We are satisfied that the three State witnesses, namely Alexander Mandinyenya and Arnold Chazuza as well as Abel Makosa gave their evidence truthfully. As for Mandinyenya, the fact that he is related to the accused, in our view, excludes any motivation for false implication of the accused. He would have no reason to lie against the accused. If, however, he had some reason to do so, such a reason would, in all probability be apparent to the accused. In any event, the accused does not say that Mandinyenya was not telling the truth, nor does he say that the witness would have a reason to mislead the court. Besides, this witness does not state that he saw the accused stabbing the deceased. His evidence on its own is quite innocuous. The witness testified that he saw the accused engage in a scuffle with the deceased (or fight with the deceased) on no less than two occasions. On the last occasion of those occasions, he had reason to make sure that the accused leaves the bar. He decided on this course of action in order to avoid another scuffle. He had escorted the accused to the main road. At the main road, Mandinyenya extracted an undertaking from the accused that he would not come back to the bar. He then left the accused at the main road at around 20h00 hours.

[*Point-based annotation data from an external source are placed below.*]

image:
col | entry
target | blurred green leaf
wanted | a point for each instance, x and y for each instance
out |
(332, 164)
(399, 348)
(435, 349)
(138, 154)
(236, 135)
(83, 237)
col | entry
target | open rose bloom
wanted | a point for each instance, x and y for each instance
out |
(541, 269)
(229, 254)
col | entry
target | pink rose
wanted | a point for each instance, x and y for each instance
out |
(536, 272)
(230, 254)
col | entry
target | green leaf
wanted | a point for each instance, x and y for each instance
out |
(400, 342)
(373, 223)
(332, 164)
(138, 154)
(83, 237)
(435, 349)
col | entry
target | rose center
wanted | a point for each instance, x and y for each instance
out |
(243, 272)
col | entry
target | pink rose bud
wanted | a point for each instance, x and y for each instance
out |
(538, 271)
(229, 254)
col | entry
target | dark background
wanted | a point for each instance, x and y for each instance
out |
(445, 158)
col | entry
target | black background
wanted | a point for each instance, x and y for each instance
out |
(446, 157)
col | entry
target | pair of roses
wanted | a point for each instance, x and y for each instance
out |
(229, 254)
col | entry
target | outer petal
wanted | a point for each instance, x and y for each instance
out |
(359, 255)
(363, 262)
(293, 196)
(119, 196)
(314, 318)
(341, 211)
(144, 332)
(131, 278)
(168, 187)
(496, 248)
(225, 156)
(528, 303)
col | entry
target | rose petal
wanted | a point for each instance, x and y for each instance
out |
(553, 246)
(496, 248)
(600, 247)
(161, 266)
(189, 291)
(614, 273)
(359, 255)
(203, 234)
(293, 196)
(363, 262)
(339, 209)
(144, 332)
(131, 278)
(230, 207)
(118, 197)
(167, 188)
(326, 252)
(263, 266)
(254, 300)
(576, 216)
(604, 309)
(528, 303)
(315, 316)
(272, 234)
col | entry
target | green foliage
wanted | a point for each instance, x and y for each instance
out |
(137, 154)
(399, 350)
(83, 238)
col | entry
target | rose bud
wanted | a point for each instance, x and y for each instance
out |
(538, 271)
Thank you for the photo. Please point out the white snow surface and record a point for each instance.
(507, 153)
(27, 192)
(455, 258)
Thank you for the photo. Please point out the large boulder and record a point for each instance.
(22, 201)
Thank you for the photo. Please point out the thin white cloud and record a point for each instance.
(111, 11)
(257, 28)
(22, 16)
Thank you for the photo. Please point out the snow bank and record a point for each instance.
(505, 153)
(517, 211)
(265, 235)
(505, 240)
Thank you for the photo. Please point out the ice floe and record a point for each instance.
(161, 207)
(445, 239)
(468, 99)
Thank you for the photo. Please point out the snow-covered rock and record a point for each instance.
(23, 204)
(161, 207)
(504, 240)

Chisikana’s evidence placed the accused and Lucky somewhere away from the main road. According to him, around 20h30 the two men were near the gate to the police station. Their clothes had nothing unusual about them. They both complained about the deceased’s conduct at Ben’s Sports Bar. As they were talking to each other, deceased passed by. The two men literally broke their conversation to follow the deceased. It appeared to him that the two were looking for the deceased. Again as I observed earlier this evidence, on its own, is quite innocuous. It is telling that Chisikana became the last person to see the deceased before he was stabbed. The accused had expressed displeasure at the deceased’s conduct giving reason or motive to seek to harm the deceased. Chisikana also gave one piece of evidence; again apparently innocuous. It is that they seem to have been looking for the deceased. He also testified that they emerged from a grassy area; they were not using conventional thoroughfare when they were looking for the deceased.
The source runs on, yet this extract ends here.